The Spiral and the Beam - (April 2012)

The spiritual and the physical are not forces in opposition, they are facets of the same created  reality. They may sometimes be in tension with each other but they are not engaged in some sort of dualistic battle to the death.  When there is conflict  between them, it is put there by Heaven in order that we should labour to produce unity in diversity.

I am writing this as we are approaching the Seventh and Eighth days of Pesach. This year the eighth day (Acharon Shel Pesach) coincides with Shabbos. What follows is a short reflection on the significance of the Chagim on our contemplative practice.

Each of the Jewish Festivals is an opportunity as well as a celebration. They are times when we are invited to focus on certain Divine and human middos and use our reflections and resulting personal deliberations to make progress in the spiritual journey. Of course, in the end, all our efforts to progress are in fact not our  own work, but the activity of HaShem in our lives (by experiences sent to challenge or encourage us) and in our hearts (by inspiration to stimulate reflection and dialogue in hisbodedus).   Because of this, to speak of “progress” is not to suggest that we are ascending (or descending) some sort of scale of achievement and reward.  If we “ascend” we  are merely complying with HaShem’s will, and the grace to do that will (ultimately) have come from Him and not from any effort of our own: We are simply being asked to see something which is already in existence, often hidden in the texts and rituals of each festival. This is not for our status or prestige but simply for our own information.  
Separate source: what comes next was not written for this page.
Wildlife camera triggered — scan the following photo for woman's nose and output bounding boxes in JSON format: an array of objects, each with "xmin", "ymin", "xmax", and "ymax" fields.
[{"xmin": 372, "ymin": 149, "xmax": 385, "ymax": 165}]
This information is not a question of academic study, nor is it a scientific or conceptual grasp of fact. It is a yichud which we are commanded to develop. It is an activity of daas and as such it is something which (at its most profound) is both experienced and expressed in relationships and in intimacy. This refers to both the human and the divine kind of intimacy, and the relationship/connection between them is expressed during the chagim by the key factors of  (i)extended prayer and elaborated/specific rituals; (ii)family and community gatherings; and(iii) by the giving of charitable support to those in need.  In this way we are reminded of the inter-related connections between the Divine, the Individual, the Community, and All Creation.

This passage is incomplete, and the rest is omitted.